Candidate for the Lee B. Lusted Student Prize Competition
Purpose: Recent evidence shows both antiretroviral therapy (ART) and oral pre-exposure prophylaxis (PrEP) are effective in reducing HIV transmission in heterosexual adults in resource-limited settings. The epidemiologic impact and cost-effectiveness of combined prevention approaches remain unclear.
Method: We develop a dynamic mathematical model of the adult South African HIV epidemic. We consider 3 disease stages: early (CD4 > 350 cells/µL), late (200-350 cells/µL) and advanced (< 200 cells/µL). Infectiousness is based on disease stage, number of sexual partnerships, ART, and PrEP. We assume ART reduces HIV transmission by 95% and PrEP by 60%. We model 2 ART strategies: scaling up access for those with CD4 counts ≤ 350 cells/µL (Guidelines) and for all identified HIV-infected individuals (Universal). PrEP strategies include use in the general population (General) and in high-risk individuals (Focused). We consider strategies where ART, PrEP, or both are scaled up to recruit 25%, 50%, 75% or 100% of remaining eligible individuals yearly. We assume annual costs of $150 for ART and $80 for PrEP. We measure infections averted, quality-adjusted life-years (QALY) gained and incremental cost-effectiveness ratios over 20 years.

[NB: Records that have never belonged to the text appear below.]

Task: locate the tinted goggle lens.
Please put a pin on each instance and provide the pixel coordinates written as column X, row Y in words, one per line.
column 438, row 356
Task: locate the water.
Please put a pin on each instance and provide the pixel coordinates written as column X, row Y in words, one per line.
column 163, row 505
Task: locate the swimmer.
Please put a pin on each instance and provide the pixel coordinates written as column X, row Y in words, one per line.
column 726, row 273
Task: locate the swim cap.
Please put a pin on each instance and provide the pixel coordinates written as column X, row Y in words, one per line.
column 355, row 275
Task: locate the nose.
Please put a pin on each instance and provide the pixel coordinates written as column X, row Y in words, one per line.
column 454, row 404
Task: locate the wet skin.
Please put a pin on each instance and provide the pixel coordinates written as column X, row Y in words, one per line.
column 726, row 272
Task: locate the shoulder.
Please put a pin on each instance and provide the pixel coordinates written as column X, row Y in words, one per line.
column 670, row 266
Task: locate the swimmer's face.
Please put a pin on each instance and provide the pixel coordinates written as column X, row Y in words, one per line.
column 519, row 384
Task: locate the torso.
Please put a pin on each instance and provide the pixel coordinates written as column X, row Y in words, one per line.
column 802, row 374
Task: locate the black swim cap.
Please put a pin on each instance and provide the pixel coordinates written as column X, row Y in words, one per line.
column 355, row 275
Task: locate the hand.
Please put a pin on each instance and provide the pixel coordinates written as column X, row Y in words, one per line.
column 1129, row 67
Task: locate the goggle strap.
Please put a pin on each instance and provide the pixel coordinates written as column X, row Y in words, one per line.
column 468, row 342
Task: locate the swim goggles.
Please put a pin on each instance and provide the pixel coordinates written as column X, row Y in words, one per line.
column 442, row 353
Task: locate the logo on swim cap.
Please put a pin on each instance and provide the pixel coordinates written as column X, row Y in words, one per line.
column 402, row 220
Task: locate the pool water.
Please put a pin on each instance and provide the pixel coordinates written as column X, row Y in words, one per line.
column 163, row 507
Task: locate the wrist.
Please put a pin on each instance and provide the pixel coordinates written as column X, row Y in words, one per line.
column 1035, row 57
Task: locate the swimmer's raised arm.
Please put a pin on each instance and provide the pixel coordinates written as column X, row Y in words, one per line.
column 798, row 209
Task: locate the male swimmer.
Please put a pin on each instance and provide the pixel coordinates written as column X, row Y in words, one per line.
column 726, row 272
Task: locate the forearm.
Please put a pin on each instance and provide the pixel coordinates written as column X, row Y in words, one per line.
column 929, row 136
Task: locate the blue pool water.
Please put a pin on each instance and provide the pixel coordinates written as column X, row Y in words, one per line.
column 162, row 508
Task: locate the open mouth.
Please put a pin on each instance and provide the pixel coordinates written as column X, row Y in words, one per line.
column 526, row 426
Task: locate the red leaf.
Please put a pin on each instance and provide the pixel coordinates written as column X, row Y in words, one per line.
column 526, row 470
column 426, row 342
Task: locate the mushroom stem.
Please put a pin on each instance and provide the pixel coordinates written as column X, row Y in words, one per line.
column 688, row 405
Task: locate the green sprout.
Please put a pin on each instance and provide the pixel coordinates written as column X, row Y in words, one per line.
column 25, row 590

Result: Scaling up ART to 50% of eligible individuals in South Africa averts 1,513,000 infections over 20 years using the Guidelines and 3,591,000 infections using a Universal strategy. Universal ART is more cost-effective than Guidelines ($310-$340/QALY gained compared with status quo). Expanding Guidelines ART to recruit 50% of those eligible yearly costs $410/QALY gained versus status quo, and this estimate is stable with higher coverage rates. General PrEP is costly and provides relatively small benefits beyond those of ART scale-up. Cost-effectiveness of General PrEP becomes less favorable when ART is given more widely ($1,050-$2,800/QALY gained). However, Focused PrEP is cost saving compared with the status quo and when added to any ART strategies except 75% or 100% Universal, where it is highly cost-effective.
Conclusion: Expanded ART coverage to individuals in early disease stages is more cost-effective than expansion of treatment per current guidelines. PrEP can be cost-saving if it can be delivered to individuals at increased risk of infection.